Comment l'employeur peut-il avoir accès à une boîte e-mail ? A quelles conditions peut-il suivre l'itinéraire d'un salarié par son GPS ? Quelle procédure respecter avant l'installation de caméras dans les locaux de l'entreprise ? Toutes ces questions -et bien d'autres- trouvent leur réponse dans le nouveau guide juridique "Surveillance au travail : droits et devoirs des salariés & employeurs" publié dans la collection JDN Premium.
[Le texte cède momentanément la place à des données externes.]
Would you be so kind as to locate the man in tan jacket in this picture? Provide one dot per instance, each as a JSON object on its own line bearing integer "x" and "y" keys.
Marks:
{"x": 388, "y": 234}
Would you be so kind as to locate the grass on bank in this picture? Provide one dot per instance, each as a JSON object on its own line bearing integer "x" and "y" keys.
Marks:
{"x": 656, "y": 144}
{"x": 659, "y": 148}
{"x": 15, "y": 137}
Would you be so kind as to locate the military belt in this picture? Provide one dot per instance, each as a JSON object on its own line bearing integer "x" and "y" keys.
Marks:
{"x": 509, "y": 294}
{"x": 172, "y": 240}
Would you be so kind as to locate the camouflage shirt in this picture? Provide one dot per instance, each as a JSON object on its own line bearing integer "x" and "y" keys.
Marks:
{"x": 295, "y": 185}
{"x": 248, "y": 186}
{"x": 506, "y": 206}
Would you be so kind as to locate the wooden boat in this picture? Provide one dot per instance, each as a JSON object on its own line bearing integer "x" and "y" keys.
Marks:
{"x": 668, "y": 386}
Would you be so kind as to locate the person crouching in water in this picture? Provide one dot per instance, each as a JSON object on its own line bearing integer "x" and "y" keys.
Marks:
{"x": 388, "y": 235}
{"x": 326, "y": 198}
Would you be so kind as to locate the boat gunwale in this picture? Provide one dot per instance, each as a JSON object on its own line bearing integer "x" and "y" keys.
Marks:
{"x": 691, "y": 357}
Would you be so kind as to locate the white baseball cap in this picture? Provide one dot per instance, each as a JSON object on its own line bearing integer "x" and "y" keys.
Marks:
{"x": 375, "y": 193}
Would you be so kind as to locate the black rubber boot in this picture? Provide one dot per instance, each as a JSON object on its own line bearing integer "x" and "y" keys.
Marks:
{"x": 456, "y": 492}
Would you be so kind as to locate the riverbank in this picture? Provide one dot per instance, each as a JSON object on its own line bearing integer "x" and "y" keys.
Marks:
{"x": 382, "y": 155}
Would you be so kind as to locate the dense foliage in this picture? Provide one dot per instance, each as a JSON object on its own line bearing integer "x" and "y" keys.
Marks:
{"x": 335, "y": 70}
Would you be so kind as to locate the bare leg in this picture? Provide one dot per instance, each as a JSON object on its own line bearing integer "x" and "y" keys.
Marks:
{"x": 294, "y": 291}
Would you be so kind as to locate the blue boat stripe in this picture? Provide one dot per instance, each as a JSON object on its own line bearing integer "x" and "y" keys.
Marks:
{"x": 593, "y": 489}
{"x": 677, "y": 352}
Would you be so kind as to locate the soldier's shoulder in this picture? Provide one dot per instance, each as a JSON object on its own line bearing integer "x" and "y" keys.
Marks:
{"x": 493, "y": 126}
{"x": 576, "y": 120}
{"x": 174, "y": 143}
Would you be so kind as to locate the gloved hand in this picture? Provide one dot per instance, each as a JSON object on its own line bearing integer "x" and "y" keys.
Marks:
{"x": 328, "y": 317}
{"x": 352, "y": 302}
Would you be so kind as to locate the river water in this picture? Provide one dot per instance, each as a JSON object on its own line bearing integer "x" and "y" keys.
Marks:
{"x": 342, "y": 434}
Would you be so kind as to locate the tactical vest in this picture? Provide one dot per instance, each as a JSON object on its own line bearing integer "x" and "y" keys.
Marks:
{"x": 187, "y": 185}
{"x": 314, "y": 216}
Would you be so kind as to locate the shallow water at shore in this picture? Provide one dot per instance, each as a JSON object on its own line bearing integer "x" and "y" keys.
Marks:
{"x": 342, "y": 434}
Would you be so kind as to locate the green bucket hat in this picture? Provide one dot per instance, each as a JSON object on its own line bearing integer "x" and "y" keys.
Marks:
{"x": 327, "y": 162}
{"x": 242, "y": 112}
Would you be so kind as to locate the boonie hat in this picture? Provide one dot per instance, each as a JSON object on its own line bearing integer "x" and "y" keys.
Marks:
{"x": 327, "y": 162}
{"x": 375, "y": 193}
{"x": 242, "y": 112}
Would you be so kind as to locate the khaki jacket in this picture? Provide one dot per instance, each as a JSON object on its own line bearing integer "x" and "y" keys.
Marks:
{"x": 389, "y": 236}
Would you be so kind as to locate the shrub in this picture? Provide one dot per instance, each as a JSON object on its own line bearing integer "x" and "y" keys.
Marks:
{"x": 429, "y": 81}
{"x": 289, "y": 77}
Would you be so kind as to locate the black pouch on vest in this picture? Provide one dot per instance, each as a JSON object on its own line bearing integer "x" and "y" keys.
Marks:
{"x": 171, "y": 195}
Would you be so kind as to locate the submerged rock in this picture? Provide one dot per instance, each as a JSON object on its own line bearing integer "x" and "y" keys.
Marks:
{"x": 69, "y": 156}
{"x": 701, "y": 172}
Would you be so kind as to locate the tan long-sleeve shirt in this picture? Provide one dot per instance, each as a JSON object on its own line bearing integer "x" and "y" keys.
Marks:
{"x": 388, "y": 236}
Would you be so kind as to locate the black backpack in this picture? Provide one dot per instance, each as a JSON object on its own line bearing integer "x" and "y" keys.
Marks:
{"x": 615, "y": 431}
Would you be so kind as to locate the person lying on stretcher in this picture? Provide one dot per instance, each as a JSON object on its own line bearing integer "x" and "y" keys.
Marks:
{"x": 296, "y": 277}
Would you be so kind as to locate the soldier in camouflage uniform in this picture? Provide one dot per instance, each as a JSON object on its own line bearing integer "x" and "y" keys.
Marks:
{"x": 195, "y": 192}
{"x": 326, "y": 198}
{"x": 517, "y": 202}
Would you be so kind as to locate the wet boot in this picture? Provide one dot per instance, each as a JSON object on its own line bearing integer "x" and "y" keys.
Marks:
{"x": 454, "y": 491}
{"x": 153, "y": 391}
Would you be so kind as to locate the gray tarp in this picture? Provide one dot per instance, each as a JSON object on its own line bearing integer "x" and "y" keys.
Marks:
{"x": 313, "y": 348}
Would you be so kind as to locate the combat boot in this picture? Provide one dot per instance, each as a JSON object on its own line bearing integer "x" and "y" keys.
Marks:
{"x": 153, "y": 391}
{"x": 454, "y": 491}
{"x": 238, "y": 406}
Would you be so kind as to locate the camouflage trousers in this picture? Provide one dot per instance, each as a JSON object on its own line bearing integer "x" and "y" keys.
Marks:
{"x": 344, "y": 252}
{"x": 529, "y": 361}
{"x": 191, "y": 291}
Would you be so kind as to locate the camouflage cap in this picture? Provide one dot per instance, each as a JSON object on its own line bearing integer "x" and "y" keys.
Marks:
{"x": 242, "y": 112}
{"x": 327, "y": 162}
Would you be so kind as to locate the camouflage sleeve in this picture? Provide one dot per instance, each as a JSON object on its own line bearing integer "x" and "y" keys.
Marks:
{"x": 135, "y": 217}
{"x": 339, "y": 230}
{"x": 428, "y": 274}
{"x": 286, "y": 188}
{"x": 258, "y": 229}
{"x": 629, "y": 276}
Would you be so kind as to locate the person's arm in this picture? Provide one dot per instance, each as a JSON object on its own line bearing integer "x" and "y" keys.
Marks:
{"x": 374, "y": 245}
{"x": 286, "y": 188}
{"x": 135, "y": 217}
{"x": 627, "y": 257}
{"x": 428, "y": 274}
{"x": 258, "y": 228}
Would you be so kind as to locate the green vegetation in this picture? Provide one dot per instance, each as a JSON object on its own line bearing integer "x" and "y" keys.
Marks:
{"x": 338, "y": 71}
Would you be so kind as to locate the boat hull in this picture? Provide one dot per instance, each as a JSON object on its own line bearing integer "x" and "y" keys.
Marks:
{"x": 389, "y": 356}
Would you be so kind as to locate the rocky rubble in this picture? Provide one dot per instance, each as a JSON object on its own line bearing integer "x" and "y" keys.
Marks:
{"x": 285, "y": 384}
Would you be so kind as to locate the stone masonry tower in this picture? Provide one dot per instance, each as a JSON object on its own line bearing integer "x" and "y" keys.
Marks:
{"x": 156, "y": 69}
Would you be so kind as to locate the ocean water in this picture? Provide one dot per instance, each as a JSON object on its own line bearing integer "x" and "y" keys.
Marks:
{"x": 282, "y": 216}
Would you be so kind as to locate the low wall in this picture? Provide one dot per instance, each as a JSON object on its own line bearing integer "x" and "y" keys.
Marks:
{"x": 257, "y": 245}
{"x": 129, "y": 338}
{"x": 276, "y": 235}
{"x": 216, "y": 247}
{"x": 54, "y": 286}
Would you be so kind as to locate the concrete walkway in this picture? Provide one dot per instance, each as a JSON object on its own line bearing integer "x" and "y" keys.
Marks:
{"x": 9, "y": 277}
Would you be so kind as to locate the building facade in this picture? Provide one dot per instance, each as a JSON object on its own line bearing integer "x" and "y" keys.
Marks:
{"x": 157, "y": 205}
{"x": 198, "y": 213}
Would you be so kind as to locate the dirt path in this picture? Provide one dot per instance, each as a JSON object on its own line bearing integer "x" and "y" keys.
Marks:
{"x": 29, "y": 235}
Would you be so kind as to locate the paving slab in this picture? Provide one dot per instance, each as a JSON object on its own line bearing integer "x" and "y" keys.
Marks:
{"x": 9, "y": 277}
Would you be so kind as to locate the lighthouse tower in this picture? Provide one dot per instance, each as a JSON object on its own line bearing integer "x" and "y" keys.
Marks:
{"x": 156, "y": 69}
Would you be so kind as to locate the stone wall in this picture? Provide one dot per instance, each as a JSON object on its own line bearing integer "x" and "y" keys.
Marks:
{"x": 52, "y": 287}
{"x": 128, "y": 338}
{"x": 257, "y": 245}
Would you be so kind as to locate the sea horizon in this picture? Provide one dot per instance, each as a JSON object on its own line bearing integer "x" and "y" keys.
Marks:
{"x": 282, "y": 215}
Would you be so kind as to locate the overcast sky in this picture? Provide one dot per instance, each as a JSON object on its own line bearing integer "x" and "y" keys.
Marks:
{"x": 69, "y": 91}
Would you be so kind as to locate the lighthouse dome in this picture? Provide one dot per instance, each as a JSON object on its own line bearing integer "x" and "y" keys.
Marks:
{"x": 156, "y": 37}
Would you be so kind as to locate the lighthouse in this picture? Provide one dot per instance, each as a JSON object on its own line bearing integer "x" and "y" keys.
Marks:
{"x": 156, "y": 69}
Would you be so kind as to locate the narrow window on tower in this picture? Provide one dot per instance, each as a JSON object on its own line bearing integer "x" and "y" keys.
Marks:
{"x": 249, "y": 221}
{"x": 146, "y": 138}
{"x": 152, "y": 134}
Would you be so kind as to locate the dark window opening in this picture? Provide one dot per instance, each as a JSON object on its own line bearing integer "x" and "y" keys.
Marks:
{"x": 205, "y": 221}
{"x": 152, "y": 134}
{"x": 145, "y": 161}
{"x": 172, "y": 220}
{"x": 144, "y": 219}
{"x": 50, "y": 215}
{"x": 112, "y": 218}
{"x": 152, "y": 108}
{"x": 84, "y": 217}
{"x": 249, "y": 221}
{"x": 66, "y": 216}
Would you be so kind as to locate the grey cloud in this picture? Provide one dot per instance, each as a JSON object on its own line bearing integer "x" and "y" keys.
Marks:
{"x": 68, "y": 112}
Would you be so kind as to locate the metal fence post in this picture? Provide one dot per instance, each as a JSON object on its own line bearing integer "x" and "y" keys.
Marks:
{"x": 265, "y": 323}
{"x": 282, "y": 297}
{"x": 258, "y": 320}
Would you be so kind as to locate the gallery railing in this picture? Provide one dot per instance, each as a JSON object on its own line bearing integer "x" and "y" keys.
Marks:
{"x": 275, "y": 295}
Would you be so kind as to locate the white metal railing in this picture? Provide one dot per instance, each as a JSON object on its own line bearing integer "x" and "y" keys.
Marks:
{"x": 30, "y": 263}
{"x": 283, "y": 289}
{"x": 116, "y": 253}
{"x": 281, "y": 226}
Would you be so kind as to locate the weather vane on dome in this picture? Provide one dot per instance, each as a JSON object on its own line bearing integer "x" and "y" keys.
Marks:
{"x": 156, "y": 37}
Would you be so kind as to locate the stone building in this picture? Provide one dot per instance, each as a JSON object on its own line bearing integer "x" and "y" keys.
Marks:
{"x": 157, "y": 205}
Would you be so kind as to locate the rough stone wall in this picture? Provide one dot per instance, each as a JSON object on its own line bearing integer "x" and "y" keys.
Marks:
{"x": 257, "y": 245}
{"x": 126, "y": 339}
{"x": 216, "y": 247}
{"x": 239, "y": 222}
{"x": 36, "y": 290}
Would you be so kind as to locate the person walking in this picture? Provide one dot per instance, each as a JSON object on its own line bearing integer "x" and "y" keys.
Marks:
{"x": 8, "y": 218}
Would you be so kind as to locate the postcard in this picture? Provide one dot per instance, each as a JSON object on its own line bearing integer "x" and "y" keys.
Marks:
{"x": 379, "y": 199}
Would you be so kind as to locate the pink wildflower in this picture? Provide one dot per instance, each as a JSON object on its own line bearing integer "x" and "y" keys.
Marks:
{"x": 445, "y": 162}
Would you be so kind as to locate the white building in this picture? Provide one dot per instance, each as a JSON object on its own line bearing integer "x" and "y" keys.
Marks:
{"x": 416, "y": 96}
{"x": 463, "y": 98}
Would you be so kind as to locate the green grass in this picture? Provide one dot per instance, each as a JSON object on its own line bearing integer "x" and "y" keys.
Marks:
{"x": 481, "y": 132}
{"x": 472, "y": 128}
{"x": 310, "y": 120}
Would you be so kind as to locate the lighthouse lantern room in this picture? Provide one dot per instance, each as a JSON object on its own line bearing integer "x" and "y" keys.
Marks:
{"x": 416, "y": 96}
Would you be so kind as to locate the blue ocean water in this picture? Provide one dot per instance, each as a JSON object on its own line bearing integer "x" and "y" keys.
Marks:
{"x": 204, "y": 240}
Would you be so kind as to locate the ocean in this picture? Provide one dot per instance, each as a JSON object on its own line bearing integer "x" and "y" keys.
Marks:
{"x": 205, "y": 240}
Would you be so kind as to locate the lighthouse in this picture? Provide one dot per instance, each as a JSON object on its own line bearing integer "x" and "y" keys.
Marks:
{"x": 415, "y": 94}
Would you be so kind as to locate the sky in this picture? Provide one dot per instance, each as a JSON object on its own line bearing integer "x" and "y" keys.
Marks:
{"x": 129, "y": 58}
Son auteur, Etienne Drouard, est avocat à la Cour d'appel de Paris, associé du cabinet K&L Gates.

Découvrez ci-dessous un extrait consacré au droit d'expression des salariés sur les réseaux sociaux comme Facebook, lorsqu'ils évoquent leur travail, leur hiérarchie et leur entreprise.

« Les contentieux relatifs à l'utilisation de Facebook et des réseaux sociaux par des salariés fleurissent (...), permettant d'affiner les subtilités d'appréciation du périmètre de la sphère privée des salariés et les cas dans lesquels leur employeur peut venir limiter leur liberté d'expression.

A. La qualification du contenant : Facebook, un espace public

L'analyse judiciaire du réseau Facebook a, jusqu'à présent, reposé sur son objectif commercial qui, selon la Cour d'appel de Besançon, consiste à "créer entre ses différents membres un maillage relationnel destiné à s'accroître de façon exponentielle par application du principe 'les contacts de mes contacts deviennent mes contacts' et ce, afin de leur permettre de partager toutes sortes d'informations [...] qu'il s'en suit que ce réseau doit être nécessairement considéré, au regard de sa finalité et de son organisation, comme un espace public".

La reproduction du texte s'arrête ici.